The McHenry County Board on Tuesday evening voted, 22-0, to approve a plan to rebuild the crumbling road starting late spring in its current footprint, saving its rolling hills, centuries-old oaks and daffodil beds from the bulldozer.

The plan, hashed out last year, uses a technique called cold in-place recycling, which grinds up the old road and part of the bed and uses the ground-up material to lay down the new one.

Members of the Fleming Road Alliance, which banded together to stop the county’s original plans for a much wider road, hailed the vote.

“Everyone is winning, whether it’s the residents concerned about preserving the beauty of the road and its natural features while repairing it, and the motorists win because they’ve been concerned about the safety of it.
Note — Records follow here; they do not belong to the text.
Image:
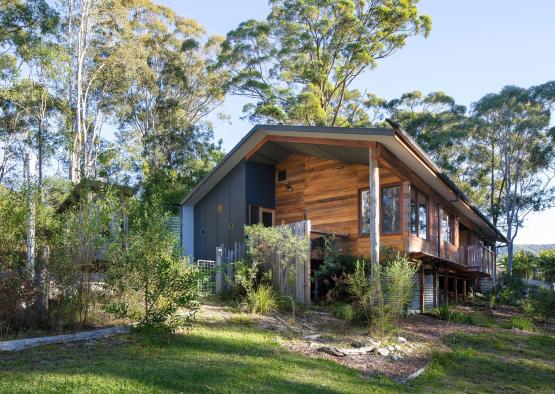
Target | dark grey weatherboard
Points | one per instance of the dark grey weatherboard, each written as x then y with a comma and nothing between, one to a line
213,227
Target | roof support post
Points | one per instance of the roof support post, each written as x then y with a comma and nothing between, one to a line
373,214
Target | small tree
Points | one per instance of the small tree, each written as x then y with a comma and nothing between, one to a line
149,279
267,243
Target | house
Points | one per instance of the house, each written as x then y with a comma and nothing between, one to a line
373,187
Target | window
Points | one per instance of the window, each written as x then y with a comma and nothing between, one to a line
447,228
282,176
418,213
391,210
260,215
364,212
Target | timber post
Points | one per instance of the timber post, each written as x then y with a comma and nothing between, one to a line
422,290
373,220
434,277
446,287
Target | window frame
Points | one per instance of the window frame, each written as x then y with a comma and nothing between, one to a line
450,223
419,195
360,214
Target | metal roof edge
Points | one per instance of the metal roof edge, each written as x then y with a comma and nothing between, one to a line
260,127
406,136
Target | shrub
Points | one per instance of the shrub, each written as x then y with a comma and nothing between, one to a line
343,311
444,312
331,274
398,284
513,289
527,307
381,300
521,323
154,286
543,301
262,300
492,301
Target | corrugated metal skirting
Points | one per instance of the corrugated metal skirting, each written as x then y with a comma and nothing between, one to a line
428,293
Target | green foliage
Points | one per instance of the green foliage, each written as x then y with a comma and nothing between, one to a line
492,301
398,284
512,290
344,311
153,285
524,264
444,312
382,297
547,264
253,284
521,323
262,300
298,64
543,304
361,291
331,274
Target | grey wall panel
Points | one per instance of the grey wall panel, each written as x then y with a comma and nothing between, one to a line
260,185
224,226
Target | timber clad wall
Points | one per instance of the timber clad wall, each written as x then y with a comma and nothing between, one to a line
329,190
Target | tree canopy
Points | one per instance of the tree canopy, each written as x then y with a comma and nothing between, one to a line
298,66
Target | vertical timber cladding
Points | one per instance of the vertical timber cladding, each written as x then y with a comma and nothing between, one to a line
329,191
220,215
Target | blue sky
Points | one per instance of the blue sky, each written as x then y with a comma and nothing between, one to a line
475,47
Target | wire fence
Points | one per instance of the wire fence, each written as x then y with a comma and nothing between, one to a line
207,284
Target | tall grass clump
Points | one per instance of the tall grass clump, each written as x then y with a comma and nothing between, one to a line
262,300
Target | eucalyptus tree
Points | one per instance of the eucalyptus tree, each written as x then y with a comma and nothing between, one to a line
170,87
514,125
298,66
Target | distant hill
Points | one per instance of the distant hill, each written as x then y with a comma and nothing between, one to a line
535,249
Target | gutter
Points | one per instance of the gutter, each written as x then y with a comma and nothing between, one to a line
460,194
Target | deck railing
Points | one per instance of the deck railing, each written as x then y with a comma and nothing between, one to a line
477,257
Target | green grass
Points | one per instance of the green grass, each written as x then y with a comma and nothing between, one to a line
236,357
492,363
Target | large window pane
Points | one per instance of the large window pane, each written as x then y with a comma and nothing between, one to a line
423,220
413,212
446,227
391,214
364,212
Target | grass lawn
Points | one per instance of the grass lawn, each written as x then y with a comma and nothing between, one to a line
235,357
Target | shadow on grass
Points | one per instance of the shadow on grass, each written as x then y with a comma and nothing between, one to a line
234,360
500,362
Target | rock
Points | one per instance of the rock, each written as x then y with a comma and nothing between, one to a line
332,350
383,352
358,344
314,338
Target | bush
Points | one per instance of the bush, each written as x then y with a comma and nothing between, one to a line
343,311
521,323
262,300
153,285
444,312
543,304
513,289
381,300
331,274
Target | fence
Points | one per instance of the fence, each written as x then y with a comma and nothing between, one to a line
206,285
293,283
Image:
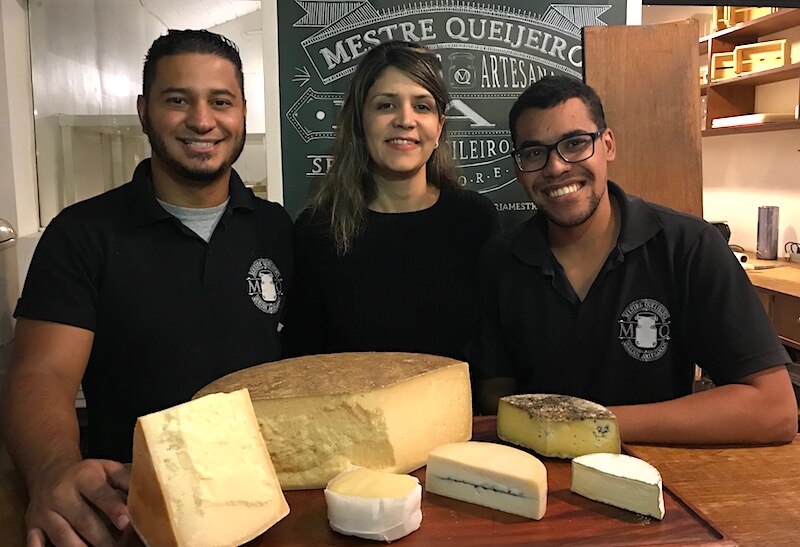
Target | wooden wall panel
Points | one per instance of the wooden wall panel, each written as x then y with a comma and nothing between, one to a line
647,77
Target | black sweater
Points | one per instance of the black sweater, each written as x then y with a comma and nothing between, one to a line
408,283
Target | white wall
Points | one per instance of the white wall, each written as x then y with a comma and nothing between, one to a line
743,171
17,174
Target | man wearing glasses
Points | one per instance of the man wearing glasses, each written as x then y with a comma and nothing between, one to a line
604,296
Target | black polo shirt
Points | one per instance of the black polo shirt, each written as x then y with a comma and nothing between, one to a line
670,294
169,312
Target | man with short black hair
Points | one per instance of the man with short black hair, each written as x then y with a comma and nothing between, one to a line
144,294
604,296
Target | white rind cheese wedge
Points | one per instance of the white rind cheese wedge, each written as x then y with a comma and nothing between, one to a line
202,476
374,504
488,474
322,414
557,426
619,480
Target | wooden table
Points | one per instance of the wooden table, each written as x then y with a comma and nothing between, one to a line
750,494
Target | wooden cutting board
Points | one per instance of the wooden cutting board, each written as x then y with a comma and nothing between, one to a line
569,519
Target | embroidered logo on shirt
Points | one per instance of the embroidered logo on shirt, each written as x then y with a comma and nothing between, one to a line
644,329
264,285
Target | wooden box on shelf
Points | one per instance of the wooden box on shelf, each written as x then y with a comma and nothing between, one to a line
722,65
722,17
731,95
761,56
743,15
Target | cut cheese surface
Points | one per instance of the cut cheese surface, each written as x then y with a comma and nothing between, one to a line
374,504
322,414
619,480
557,426
488,474
202,476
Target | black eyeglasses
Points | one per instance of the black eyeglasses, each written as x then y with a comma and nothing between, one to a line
571,149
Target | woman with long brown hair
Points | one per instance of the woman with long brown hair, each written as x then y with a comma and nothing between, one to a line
385,251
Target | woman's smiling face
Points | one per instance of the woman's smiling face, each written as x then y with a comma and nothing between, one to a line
402,125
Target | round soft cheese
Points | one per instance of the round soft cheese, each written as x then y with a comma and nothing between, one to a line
374,504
And the taxpayers win,” alliance member Mary Moltmann said.

The County Board awarded the contract to Crystal Lake-based Curran Contracting Co. for $692,506, and added a 20 percent cushion to $830,000 in the event of unanticipated problems. Even then, the cost is far lower than the $5 million price tag, not counting right-of-way acquisition, that the McHenry County Division of Transportation first envisioned.

Officials announced in 2010 their intentions to rebuild the decaying, pothole-filled 2 1/2-mile rural road connecting Route 120 and Country Club Road. Fleming Road was first paved in 1966 and last repaved a decade ago, but the road bed is too far gone to simply pave it again.

However, county plans called for widening the lanes to 12 feet, widening the shoulders to 4 feet, and adding 3-foot ditches and 14-foot clear zones. In short, the road’s footprint would double, and in the eyes of residents, take much of the scenery with it. About a mile and a half of the road also runs through the sensitive Boone Creek Fen groundwater recharge area.

Residents insisted that the road be built in its current footprint, and participated in the advisory group that MCDOT formed to gauge the project’s scope. But residents quickly became frustrated that engineers kept coming back with the same plan, save for minor tweaks.